Naturelle ou synthétique, chaque matière première ajoute une note distincte au parfum final et peut influencer la fragrance en fonction de la quantité utilisée. En fonction des modes, certaines matières premières sont plus prisées que d’autres. L’avènement des matières premières synthétiques donne une infinité de possibilité de compositions olfactives, pour notre plus grand bonheur !
Le métier de compositeur-parfumeur est avant tout celui d’un artiste d’une grande sensibilité, mais pas seulement. C’est également un technicien maîtrisant la chimie des molécules que compose une fragrance.
C’est l’alliance entre créativité, science et émotion au service d’un noble métier.
Comment devenir parfumeur ? Quel est le cursus de formation nécessaire ?
Master Parfums vous dit tout !
Artiste et technicien des fragrances
Le compositeur-parfumeur est un artiste, un créateur qui conçoit des fragrances tant pour élaborer des parfums de peau, que des parfums d’intérieur, d’arôme alimentaire ou de produits ménagers.
Il va dans un premier temps réfléchir à la structure de la composition du parfum et au choix des matières premières qui seront utilisées dans celui-ci. Le compositeur-parfumeur maîtrise l’art de la symbiose des molécules qui compose chaque matière première. Cette expertise s’accompagne inévitablement d’un esprit créatif dont la sensibilité mène à une alchimie unique.

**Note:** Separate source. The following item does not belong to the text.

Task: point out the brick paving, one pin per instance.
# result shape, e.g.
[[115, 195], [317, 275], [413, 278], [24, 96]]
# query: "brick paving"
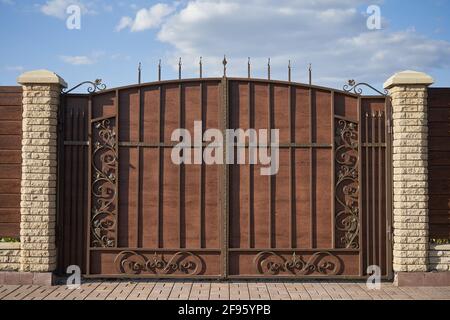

Notons que le Parfumeur est communément appelé Nez. Terme assez simpliste et réducteur, puisque le métier ne se résume pas à une fonction sensorielle mais bien à la symbiose de multiples qualités et compétences intrinsèquement indissociables. En fait, tout comme l’oreille du musicien, son nez est avant tout un outil de contrôle et d’apprentissage. Pour en savoir plus sur le métier de compositeur parfumeur, n’hésitez pas à jeter un œil à notre vidéo dédiée !
Les compétences du compositeur-parfumeur
Un odorat développé et une mémoire olfactive hors pair
Avoir un sens de l’odorat développé est un atout, et la capacité à mémoriser les odeurs est fondamentale et indispensable pour être Parfumeur. Il existe des centaines de matières premières de base qu’un parfumeur doit connaître par cœur, et donc être capable de les identifier en les sentant. Le parfumeur aguerri peut reconnaître non seulement une matière première, mais il peut également identifier son origine, son lieu de production, et le type de matériel utilisé pour son extraction!
Les plus grands parfumeurs peuvent mémoriser jusqu’à 3000 odeurs ! Pour devenir un expert, de longues années d’expérience et de formation sont nécessaires, néanmoins, le parfumeur se doit de s’exercer continuellement tout au long de sa vie professionnelle pour entretenir sa mémoire olfactive.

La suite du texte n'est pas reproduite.